My father has switched tactics. He now seems rather excited that I'll do Krav Maga. He now seems to suggest I'll become like him, and that I'll become "bad ass." I don't want to become like him and I don't want to become bad ass. I don't want Krav Maga or self defense to become my life. I don't want to be paranoid. I don't want to scan every room, shout at anyone who stands behind my line of sight, and always have to stand or sit facing a door. I just want to be aware, confident that if trouble brings itself to me that I can handle it, that I don't need a protector who won't be there anyway. There are very few protectors in this world, far too few to go around, I have to be my own protector. That's all I want from this. Just to be able to protect myself if I need it. I don't want to become my own bloody secret service body guard. I don't want to find myself suddenly talking about how the country is falling apart and civilians are all naive pussies and it's totally okay to say you want to stab someone in the eye with a pencil as a way to express irritation.

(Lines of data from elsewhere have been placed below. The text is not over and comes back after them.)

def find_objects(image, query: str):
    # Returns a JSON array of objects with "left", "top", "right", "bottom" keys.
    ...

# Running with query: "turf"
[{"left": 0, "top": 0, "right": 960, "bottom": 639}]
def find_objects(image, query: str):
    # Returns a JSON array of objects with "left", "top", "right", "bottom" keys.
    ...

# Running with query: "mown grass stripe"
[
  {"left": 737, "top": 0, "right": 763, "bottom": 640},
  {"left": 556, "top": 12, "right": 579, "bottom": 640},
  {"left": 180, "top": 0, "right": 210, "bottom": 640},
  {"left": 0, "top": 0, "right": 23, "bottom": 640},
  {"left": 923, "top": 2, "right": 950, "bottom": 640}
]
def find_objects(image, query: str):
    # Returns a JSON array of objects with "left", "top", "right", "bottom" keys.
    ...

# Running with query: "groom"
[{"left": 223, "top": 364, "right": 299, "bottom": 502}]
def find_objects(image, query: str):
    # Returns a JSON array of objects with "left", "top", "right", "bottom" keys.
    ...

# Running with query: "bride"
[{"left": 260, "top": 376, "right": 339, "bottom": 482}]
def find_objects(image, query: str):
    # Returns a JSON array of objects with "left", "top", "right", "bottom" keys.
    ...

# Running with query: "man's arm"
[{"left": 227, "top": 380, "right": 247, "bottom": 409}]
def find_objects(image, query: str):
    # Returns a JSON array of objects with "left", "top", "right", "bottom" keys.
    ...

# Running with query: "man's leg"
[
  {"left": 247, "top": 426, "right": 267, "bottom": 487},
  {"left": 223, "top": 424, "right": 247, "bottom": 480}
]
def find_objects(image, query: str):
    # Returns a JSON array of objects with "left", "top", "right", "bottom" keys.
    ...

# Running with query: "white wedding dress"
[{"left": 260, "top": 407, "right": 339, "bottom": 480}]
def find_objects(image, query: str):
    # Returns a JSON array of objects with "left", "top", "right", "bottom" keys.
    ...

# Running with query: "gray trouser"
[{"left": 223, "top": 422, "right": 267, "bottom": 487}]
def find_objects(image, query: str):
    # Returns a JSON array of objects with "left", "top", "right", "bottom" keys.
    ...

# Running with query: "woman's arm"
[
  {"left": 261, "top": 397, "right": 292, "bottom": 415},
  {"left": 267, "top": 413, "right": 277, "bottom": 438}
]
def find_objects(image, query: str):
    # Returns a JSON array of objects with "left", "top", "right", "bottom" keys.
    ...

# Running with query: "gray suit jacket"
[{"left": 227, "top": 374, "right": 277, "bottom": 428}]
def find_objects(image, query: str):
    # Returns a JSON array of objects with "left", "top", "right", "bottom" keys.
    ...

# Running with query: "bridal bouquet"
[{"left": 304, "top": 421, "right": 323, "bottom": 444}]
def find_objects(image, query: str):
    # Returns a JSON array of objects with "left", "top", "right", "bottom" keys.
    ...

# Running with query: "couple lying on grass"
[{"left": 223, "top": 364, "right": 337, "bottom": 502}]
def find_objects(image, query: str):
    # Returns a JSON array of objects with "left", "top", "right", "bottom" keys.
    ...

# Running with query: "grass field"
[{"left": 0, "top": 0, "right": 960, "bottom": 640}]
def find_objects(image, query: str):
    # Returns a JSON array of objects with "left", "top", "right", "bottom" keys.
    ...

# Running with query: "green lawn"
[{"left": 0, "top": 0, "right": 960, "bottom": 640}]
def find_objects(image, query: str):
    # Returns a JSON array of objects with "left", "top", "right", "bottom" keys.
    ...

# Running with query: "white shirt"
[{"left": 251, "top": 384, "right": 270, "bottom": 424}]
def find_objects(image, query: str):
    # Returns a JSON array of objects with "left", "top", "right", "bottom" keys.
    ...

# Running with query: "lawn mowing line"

I've spent my whole life trying NOT to be that kind of person.

But mostly I ignore it, because if I haven't become that person yet, why would I think that I could?

And then there's my present worry, and frankly, the most frightening. I read a blog by a woman who had been taking Krav Maga for a year. She cites becoming paranoid, trusting people less (is it possible for me to become less trusting? Is that a likelihood? I know that I already have HUGE trust issues, big enough they hinder relationships) and being choked to the point of being unable to breath during stress drills. It's that last part that's the biggest problem. I know my father regrets it, and I don't have problems with my throat being touched anymore, but just reading about being choked and I feel myself reverting to a frightened eight year old. I know that if I'm thrown into that situation without considerable psychological fortitude on my part I will regress, not only will I regress but I will relive the events that caused the issue in the first place and unless whoever is choking me is able to recognize someone in the midst of an abuse flashback I could well end up coming to severe harm because I won't fight back. That's what I'm afraid of, that I won't fight back, because I couldn't back then and that I'll suddenly be in need of weekly counseling to work through (yet AGAIN) the fear and pain and paranoia and sense of being completely unsafe and without defense that I've spent my whole life trying to shuck off, and that it will have a detrimental effect on my grades.

If taking Krav Maga makes me safe but stops me from becoming a therapist, it's not worth it.